Los días persiguiéndose
Luis Miguel Fuentes

16 de junio de 2005

Selectividad

De mi selectividad recuerdo unas noches con flexo, algo así como noches de Gestapo, con olor a ozono, con sueño y muchos bichitos, ecuaciones y filósofos subiéndome por la manga como si yo fuera un Gulliver electrocutado. Eso y un cuidado de que no se te olvidaran la calculadora y el carné, y dos días de exámenes fuera de mi pueblo, en el gimnasio de un instituto de El Puerto donde las preguntas parecían tiros libres. Creo que me cayeron Platón y la duplicación del ADN y demostrar por inducción algo de matrices, y creo recordar que el examen de química fue criminal y que la niña que me gustaba no me hacía ni caso, con lo que la dinámica de sólidos en rotación te parecía más triste aún. Le temíamos a la Universidad como a una instrucción de marines. La selectividad no era nada, era en el primer curso donde la Escuela Politécnica de Cádiz dejaba muertos con cables pelados en los laboratorios y llenaba de suicidas y tunos aquella pequeña cafetería que parecía la cocina de un submarino.

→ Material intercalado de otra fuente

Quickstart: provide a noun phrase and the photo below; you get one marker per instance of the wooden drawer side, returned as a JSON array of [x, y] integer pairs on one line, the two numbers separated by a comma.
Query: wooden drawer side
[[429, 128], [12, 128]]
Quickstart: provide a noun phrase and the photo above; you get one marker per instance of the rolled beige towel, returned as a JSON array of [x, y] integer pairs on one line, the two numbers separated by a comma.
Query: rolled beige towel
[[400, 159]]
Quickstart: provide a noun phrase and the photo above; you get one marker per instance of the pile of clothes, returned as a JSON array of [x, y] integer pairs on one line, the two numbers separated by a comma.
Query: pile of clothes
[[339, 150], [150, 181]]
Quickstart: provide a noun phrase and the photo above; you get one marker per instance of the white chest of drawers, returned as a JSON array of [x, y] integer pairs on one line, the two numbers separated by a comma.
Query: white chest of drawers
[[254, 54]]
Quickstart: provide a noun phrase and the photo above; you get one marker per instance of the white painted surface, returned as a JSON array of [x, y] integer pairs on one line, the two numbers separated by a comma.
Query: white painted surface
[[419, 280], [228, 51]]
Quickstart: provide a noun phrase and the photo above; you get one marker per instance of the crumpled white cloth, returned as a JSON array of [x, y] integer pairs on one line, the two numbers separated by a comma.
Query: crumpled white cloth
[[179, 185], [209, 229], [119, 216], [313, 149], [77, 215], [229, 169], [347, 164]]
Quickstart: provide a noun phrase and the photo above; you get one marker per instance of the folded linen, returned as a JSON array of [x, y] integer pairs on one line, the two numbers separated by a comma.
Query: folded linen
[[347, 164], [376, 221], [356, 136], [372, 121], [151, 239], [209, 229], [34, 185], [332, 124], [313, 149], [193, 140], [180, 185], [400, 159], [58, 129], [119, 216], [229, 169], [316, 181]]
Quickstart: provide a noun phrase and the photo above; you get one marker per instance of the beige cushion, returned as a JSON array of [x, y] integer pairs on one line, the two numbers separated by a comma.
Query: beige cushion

Me pongo algo machadiano viendo a los jóvenes andaluces que van a la selectividad, ahora cuando la educación ha explotado en otra guerra callejera. Tienen estos estudiantes el mismo sueño y la misma duda con las teclas de arriba de la calculadora que teníamos nosotros, parece que nada ha cambiado, pero sí. Con una educación secundaria centrada en las ceras Plastidecor, la Universidad se ha agigantado como escalón y como monstruo. Aquel profesor de matemáticas de COU que nos asustó el primer día, cuando antes de presentarse siquiera dijo aquello de “estructura algebraica de R súper n” y llenó la pizarra de sumatorios sin respirar; aquel profesor quinqui o druida, somnoliento y durísimo, sólo lo agradecí después, cuando me encontré en la Universidad unos teoremas que venían de otro mundo de hormigas que escriben en griego y un estilo de buscarse la vida en la biblioteca como en la jungla. Ahora, conozco alumnos de 4º de ESO que no saben resolver una ecuación de segundo grado. Si ya entonces el bueno de Frankie (Frankenstein), el profesor de Cálculo I en la Politécnica, nos tragaba enteros por la cabeza en la primera clase, no quiero ni imaginar qué hará esta nueva generación mal entrenada en el recortable y en la flojera logsiana.

La Logse lo pervirtió todo, redujo a los alumnos a presuntos idiotas, cambió el estudio por el tobogán y las clases por galleras. Ahora ya no te asusta un profesor armado de espacios vectoriales como un samurai, sino el niñato navajero contra el que el sistema sólo pone a un payasito. Han llenado los institutos de mediadores, cursillistas, y cuentacuentos, pero los niños salen montunos, ceporros y matones. Hay un problema de contenidos y otro de actitud. La violencia pone a arder los institutos, los profesores caen en depresiones y apedreamientos, los acosados se tiran por los puentes y a nuestros gobernantes todo les parece anecdótico, hasta ver la calle llena de cabreados. No lo es, es un problema estructural, no puede haber enseñanza sin autoridad ni estudio sin esfuerzo. La Logse se cargó ambos principios y las sucesivas contrarreformas no han sido sino mudanza de departamentos, defenestración de las humanidades y guerras inútiles de religión. Necesitamos la educación o nos sobrevendrá una Edad Media con mensajes SMS. Pero mientras, a lo más que llega la Junta es a poner salas de relajación para los examinados. Han llegado a la selectividad zen y al masaje de pies para enfrentarse al mundo y al miedo. Y fuera, ruge la calle, quizá demasiado tarde.